By incorporating social eCommerce tactics into their overall business strategies, smaller brands can gain placement right alongside billion dollar corporations in a newsfeed. Thanks to the brand-agnostic display through newsfeedson leading social eCommerce sites, brand association is effectively neutralized. In the past, up-and-coming and independently owned brands were stifled by the need to spend capital on digital marketing, television spots, magazine ads, and billboards. With social eCommerce as a viable alternative, small brands and independent makers can economically reach target consumers.
Storenvy founder and CEO, Jon Crawford, describes his socially-infused eCommerce platform and website as designed for “makers not marketers.” His view encapsulates the idea behind social eCommerce: that you’re brand will succeed through quality goods that are virally shared by consumers. Rather than depend on cookies and digital footprint analysis for tracking down customers, smaller brands can have products sell themselves through social sharing, discovery, and recommendations.
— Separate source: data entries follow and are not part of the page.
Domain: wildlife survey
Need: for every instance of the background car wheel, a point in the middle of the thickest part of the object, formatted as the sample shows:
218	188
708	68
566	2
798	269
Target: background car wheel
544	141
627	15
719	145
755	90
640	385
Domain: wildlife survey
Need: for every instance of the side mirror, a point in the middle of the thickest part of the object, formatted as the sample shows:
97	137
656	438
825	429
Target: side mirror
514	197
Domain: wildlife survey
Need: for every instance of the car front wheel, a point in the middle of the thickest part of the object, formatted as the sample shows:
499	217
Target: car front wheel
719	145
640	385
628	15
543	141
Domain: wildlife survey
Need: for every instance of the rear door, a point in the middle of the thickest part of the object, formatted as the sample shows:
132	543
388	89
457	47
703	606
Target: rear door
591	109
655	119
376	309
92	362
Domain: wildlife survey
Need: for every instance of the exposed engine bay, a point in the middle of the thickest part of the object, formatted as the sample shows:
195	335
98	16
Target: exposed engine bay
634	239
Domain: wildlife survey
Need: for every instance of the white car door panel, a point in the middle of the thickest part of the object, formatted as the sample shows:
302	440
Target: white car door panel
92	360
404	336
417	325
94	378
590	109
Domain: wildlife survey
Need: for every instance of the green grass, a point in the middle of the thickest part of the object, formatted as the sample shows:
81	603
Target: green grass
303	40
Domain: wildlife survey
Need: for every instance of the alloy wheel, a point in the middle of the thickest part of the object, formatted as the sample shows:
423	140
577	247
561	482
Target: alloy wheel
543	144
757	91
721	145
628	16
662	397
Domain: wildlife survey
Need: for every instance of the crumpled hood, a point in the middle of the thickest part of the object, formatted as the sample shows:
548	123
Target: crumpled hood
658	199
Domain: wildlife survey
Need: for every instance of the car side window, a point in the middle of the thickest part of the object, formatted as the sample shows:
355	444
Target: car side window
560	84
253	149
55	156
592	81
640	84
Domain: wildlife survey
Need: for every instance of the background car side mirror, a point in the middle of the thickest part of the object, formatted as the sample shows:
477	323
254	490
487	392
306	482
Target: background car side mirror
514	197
Today’s shoppers aregrowing continuously desensitized to traditional digital marketing tactics such as banner ads, retargeting, and display network pop-ups. Social recommendations by educated buyers and viral consumers can garner greater appeal and initiate conversions where banner ads and other tactics fail. In fact, a recent Market Force survey found that 81% of US consumers involved were influenced by recommendations from friends via social media when making a new purchase.
However, the new model for reaching social consumers can act as a double-edged sword. While larger brands are less affected by flopped products they launch, an emerging startup has far more to lose. Social consumers, inherently activist, don’t take lightly the faults of your product if you rush to market without a strong value proposition.
As the leader of an IT consultancy partnering with Fortune 500 retail brands promoting their goods through digital strategy, it has become increasingly apparent on our end that social is melding potently with eCommerce. Whether it’s promotionally micro-blogging about an individual product, incorporating social eCommerce widgets into existing online stores, or using social logins to create more knowledgeable customer networks – it’s evident the trend of curated shopping is expanding.
With the maturation of sites and platforms such as Wanelo, Fancy, and Storenvy, there are more options for fresh brands to obtain market share. Pundits may say that Amazon is crushing the future of smaller businesses, but social ecommerce (an area where Amazon lacks influence) can serve as a crucial channel for up-and-coming brands to combat the dominance of Amazon type companies. And ultimately, when products are suggested by customers rather than marketing budgets, it works out for the brand and consumer alike.